Part two of a two-part series
By the end of this decade, the insurance industry will face a serious talent crisis, fueled by retiring baby boomers and millennials’ perceptions of insurance as an unattractive career option.
Using collective intelligence, however, insurers can address the skills deficit while increasing workforce productivity. The key to success lies in dividing larger, complex tasks into smaller chunks of work that can be routed on demand to internal and external employees and robots, which then work in tandem to get work done more effectively.
Collective Intelligence in Action
Here are five scenarios where crowdsourcing and robots can combine forces to yield better business results for insurers:
Screening new applications.
It takes a good deal of time to screen new business applications, particularly in the life insurance and annuities sectors. Humans are much better than bots at completing these manual processes. To increase process efficiency, bots can rely on machine learning algorithms to conduct a first pass on handwritten forms. Data can then be divided into discrete chunks so that individual elements retain needed context. A handful of crowdsourced workers can then verify every single piece of data, and the bot can reassemble the pieces into a complete data set, which can then be fed into the core systems for further processing. Doing so would accelerate turnaround time, reduce labor costs and ensure accuracy.
Assessing property damage.
When natural calamities occur, property damage must be accurately assessed by claims adjusters prior to bringing in emergency assistance services. Robots can be invaluable in these situations, due to their ability to process large volumes of data. At the same time, their image-recognition capabilities are limited. Bots with deep learning abilities can take the first step in capturing aerial or satellite imagery, then slice the images into discrete data chunks. Crowdsourced volunteers can analyze the image chunks and annotate the nature of the damage. As more data sets are fed back to them, bots can learn to better identify significant patterns. The crowd can also help with translating, geocoding and categorizing emergency text messages or tweets. This can dramatically improve crisis management and expedite claims settlement.
Detecting fraudulent claims.
Bots can do a fair job detecting fraudulent patterns in workers’ compensation claims by scanning text data captured from claim forms, witness comments and adjuster notes. Images and videos posted by claimants on social media can be an additional source for identifying fraud. Given bots’ limitations in analyzing images, the crowd can help decipher conflicting patterns. This can help carriers minimize unnecessary payouts.
Shifting to dynamic pricing.
Insurance companies have traditionally relied on historical data to develop actuarial tables. Real-time data captured through crowdsourcing via wearables, mobile devices and social apps, however, can provide valuable insight into consumers’ purchase behaviors, spending patterns, life events, lifestyles and other risk factors. These massive data sets can “train” bots to update their models on an ongoing basis, resulting in fine-grained segmentation and dynamic, non-linear models for predictive analytics. Such training can help improve pricing accuracy and loss predictions while increasing profitability.

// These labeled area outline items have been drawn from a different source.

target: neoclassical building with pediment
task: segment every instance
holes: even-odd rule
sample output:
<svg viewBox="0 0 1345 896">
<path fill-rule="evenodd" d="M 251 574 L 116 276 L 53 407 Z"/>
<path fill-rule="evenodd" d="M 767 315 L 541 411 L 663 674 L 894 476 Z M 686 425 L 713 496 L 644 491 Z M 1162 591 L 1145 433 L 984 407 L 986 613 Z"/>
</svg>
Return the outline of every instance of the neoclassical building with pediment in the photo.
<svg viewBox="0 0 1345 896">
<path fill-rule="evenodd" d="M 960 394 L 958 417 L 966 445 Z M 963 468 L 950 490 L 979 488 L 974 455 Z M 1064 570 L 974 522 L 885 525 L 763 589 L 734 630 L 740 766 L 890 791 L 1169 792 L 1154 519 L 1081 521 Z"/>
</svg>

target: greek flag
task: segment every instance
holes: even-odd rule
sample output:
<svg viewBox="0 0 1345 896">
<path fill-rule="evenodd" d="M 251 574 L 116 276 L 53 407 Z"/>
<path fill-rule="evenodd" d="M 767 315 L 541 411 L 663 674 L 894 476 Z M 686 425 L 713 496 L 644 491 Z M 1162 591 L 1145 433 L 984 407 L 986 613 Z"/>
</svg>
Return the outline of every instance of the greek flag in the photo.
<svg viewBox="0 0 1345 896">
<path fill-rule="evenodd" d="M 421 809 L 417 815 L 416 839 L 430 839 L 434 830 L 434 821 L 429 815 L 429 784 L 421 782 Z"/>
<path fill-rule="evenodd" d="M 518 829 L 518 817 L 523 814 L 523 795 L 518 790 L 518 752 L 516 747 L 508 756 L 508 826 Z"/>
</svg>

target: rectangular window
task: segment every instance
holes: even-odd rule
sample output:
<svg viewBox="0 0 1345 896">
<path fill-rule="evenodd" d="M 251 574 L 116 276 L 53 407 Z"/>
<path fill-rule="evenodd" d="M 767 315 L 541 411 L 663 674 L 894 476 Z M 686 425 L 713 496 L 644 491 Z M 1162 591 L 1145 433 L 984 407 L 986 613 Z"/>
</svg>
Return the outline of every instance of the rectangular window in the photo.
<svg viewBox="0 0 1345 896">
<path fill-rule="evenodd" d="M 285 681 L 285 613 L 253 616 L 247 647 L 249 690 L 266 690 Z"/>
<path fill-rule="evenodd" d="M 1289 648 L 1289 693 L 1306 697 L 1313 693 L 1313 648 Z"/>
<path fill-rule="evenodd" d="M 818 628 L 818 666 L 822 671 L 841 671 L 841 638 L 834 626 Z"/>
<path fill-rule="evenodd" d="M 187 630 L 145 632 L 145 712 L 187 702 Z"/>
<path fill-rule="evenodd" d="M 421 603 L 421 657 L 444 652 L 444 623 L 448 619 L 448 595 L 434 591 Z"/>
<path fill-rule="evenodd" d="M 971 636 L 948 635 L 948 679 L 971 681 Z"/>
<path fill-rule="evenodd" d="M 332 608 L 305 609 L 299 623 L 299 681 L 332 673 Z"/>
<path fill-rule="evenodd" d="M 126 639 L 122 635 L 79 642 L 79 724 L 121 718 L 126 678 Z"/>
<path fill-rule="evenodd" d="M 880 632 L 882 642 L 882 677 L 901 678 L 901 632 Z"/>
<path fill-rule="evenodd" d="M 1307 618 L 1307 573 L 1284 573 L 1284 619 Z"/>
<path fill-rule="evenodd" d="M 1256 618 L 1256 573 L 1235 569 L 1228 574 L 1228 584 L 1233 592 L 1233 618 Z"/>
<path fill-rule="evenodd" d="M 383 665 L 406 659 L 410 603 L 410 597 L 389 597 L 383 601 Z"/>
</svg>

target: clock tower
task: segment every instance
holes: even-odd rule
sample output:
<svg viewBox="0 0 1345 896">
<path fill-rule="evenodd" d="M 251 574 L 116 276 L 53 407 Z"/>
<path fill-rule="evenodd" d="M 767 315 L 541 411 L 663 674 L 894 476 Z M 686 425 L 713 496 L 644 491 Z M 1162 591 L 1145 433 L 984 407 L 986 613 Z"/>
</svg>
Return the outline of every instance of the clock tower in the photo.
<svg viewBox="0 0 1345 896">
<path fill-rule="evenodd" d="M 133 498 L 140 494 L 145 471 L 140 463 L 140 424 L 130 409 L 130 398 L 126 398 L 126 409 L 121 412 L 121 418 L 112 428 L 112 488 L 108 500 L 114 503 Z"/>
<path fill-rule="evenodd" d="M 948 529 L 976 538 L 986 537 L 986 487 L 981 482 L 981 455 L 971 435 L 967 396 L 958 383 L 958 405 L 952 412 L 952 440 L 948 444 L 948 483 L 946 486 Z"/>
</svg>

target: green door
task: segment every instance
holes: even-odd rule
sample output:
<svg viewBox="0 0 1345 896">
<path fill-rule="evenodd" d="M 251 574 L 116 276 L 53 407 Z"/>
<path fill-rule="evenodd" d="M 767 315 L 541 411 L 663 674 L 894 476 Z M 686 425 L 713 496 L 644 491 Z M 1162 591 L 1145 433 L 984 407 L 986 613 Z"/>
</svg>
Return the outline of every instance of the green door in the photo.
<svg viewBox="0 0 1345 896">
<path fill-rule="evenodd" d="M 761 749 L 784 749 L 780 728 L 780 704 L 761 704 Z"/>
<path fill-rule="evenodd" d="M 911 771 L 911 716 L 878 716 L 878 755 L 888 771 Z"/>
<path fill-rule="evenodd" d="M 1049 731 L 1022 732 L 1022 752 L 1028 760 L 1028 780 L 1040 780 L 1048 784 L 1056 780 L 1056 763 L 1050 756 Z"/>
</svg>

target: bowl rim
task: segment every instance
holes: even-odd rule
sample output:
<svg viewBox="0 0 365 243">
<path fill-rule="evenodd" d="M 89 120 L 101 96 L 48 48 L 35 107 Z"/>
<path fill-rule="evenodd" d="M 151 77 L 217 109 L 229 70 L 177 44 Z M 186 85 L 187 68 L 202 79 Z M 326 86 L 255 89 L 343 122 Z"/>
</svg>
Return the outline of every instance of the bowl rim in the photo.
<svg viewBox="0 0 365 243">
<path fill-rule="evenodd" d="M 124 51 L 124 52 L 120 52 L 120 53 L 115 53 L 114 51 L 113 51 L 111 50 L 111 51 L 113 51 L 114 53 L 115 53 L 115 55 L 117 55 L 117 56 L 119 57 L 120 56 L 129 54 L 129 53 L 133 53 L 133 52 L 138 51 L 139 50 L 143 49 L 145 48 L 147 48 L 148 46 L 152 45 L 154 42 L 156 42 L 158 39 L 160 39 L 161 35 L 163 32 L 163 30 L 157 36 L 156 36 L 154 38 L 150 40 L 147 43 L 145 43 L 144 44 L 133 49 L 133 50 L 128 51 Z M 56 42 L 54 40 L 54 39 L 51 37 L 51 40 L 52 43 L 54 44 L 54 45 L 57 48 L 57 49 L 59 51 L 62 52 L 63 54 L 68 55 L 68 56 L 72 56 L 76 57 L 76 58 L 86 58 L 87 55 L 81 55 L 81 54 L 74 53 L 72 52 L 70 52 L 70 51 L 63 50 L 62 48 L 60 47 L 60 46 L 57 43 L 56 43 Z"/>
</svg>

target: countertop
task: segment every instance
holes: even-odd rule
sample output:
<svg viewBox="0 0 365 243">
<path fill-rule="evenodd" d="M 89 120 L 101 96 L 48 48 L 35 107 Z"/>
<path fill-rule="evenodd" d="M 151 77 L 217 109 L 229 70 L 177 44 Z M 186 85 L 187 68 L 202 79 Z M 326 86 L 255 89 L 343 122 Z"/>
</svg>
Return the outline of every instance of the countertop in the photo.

Tracking customer sentiments.
Social media and other public forums offer a treasure trove of consumer feedback data. Bots using advanced data mining can gauge customer sentiments on a vast scale, but their accuracy is typically lower than that of trained humans, particularly in analyzing opinions and understanding informal language on social media. Bots can distribute these large data sets to crowdsourced resources to help remove “noise” and facilitate further analysis. Alternatively, if accuracy levels are low, bots can do a “first pass” and then turn to crowd services to add metadata (labeling, prioritizing messages). This helps improve sentiment tracking and provides important input to engage with and retain customers.
Before implementing a collective intelligence workforce, insurers must address quality, behavioral and compliance considerations. For instance, they must understand how work will be divided and assigned to new virtual talent, which tasks should not be outsourced, when to intervene manually, how to understand context and how to ensure regulatory compliance and liability controls.
We advise insurers to take the following actions:
Identify low-hanging fruit. Focus on tasks where humans are the primary agent, and the robot supports or augments them. Start with repeatable and rote tasks that don’t demand much from human talent.
Experiment with small pilots in-house. Conduct pilots to increase the effectiveness of existing business processes without disrupting or transforming them completely. For example, outside data scientists can be useful in developing predictive models to analyze the patterns of historical data, better match price to exposure or tailor coverage.
Fail fast and learn quickly. Work sourced from the crowd can be a double-edged sword, equally capable of diminishing the quality of the output or failing to adhere to compliance requirements. Bots must be trained to apply extensive, domain-specific knowledge and contextual data that a carrier has assembled over time to produce positive outcomes. This can help insurers assess whether collective intelligence serves the intended purpose. The success of “trial runs” can also help garner the support needed for wider adoption.
Repurpose talent. By embracing collective intelligence, insurers can enable in-house employees to focus on creating new value in the roles they perform, which can lead to higher job satisfaction. Using the crowd and bots, they can also overcome severe talent shortages, augment in-house capabilities, heighten productivity and drive growth.
As the insurance industry works to address its talent crisis in the coming years, collective intelligence will play an integral role — particularly for companies looking to attract and retain a fully engaged, future-ready workforce.